ESPECIAL PARA A FOLHA
No final de 2001 me vi diante de imenso desafio: montar o recém-filmado longa "O Prisioneiro da Grade de Ferro". À minha frente estavam mais de 170 horas de um material intenso e selvagem captado na Casa de Detenção de São Paulo por uma equipe mista composta de detentos e profissionais de cinema, sob minha coordenação.
Por conta da limitação de espaço no HD da ilha de edição (mal entrávamos no mundo dos gigabytes), foi necessário seguir uma lógica matemática extremamente rígida no início do trabalho: a cada fita contendo uma hora de material bruto eu deveria dispensar, já na primeira visão, 80% das imagens captadas. Do contrário, o equipamento não comportaria as dimensões do projeto.
Assim trabalhei até me deparar com a fita 36. O curso básico de linguagem audiovisual que fora oferecido por nós aos detentos já havia terminado e eles partiam da fase teórica para a prática, com o intuito de extrair do seu cotidiano uma resposta contundente à superficialidade com que a mídia os retratava.
Reprodução | ||
Cena da fita 36, captada pelo cineasta Aloysio Raulino para o documentário "O Prisioneiro da Grade de Ferro" |
Uma mudança também se operava em nossa equipe técnica. A fotografia do filme estava sendo assumida por Aloysio Raulino, cineasta de grande experiência, responsável por uma inflexão político-poética radical em nossa produção documental nos anos 60 e 70. Ele foi meu professor na ECA/USP, mas será que conseguiríamos trabalhar em sintonia, tal a diferença geracional que havia entre nós?
A resposta começaria a se esboçar desde a primeira fita que Aloysio registrou para o filme, a de número 36. Pedi a ele que filmasse, sem qualquer interferência, um prédio praticamente abandonado a que chamavam de hospital --o pavilhão 4. Após esse dia de trabalho solitário ele integrou-se à nossa equipe e enfrentamos juntos mais seis meses de filmagens, no qual aliás aprendemos muito mais do que ensinamos aos presos.
De volta à ilha de edição e à fita 36, um problema se impunha.
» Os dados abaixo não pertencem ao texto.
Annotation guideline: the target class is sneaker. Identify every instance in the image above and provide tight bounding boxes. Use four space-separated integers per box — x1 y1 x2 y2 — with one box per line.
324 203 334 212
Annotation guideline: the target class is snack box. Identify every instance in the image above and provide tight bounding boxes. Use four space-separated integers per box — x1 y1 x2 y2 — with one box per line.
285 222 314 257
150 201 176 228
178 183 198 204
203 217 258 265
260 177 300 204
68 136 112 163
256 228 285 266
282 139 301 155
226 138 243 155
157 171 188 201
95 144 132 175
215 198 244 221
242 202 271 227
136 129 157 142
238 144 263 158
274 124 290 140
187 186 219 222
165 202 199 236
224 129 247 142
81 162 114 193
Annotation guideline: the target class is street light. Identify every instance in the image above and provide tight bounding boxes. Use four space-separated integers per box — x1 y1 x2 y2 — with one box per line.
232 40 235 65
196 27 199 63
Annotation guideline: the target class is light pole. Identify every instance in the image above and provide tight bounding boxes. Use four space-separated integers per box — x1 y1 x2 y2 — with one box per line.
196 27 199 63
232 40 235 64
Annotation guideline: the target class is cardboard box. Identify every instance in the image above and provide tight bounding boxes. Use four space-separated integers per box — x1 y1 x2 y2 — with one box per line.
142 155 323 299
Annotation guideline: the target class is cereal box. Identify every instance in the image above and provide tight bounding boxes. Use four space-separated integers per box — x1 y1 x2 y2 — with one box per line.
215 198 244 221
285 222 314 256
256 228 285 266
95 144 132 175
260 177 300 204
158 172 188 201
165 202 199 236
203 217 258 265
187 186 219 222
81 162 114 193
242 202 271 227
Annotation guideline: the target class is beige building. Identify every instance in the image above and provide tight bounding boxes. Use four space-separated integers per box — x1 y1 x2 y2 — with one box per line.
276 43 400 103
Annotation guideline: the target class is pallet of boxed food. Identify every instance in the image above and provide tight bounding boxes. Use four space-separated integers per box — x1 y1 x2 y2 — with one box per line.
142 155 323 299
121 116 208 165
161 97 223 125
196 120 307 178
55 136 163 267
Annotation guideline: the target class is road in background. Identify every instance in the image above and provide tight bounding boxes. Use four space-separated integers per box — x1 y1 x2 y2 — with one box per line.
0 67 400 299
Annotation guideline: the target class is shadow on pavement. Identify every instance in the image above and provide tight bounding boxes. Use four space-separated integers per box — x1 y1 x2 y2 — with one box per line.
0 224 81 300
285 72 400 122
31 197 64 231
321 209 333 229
Seu conteúdo era tão lindo e triste que eu não tinha como selecionar dez minutos e dispensar o restante. Decidi pular aquela fita, seguir limpando o material para voltar a ela mais à frente, quando o filme estivesse mais estruturado.
O tempo foi passando e a montagem, realizada em íntima parceria com Idê Lacreta, se estendeu por longos 17 meses. Por fim chegamos ao formato final de 123 minutos com o qual o filme foi finalizado.
Durante sua primeira exibição pública, súbito me caiu a ficha: e a fita 36? Aquela que havia se tornado praticamente mítica para mim, em que a crueldade transpirava beleza e poesia, havíamos esquecido de utilizá-la no filme... Então compreendi sua força e seu diferencial.
Muito mais que a revelação de uma intocada e crua realidade, o essencial ali era a visão particular, sensível e não distanciada dessa mesma realidade. E isto também estava registrado em todo o material que fizemos juntos dali em diante. Com seu talento, experiência e mais do que tudo, humanismo, Raulino contaminou a todos, transformando radicalmente o filme a partir de sua chegada. Irmanados, realizamos um filme em que não é possível diferenciar o material filmado pelos presos das imagens captadas por nossa equipe. Enfim, um filme feito com os detentos, e não sobre eles.
Tive muita sorte de encontrar dentro e fora da prisão parceiros que se revelaram inestimáveis para realizar um projeto que muitos julgavam impossível. Para além do filme, sedimentei nesse tempo algumas das minhas mais sólidas amizades. E ganhei um irmão mais velho, do qual nunca mais me afastei.
Aloysio se foi há poucos dias, abraçado à cidade que tanto amava. Mas não deixou indiferentes aqueles que privaram de sua amizade. Com seu particular e constante senso de humor, ensinou-nos a cada dia e de forma definitiva a afinar nosso olhar e não dissociar, em nenhuma hipótese, a emoção do intelecto e da ética.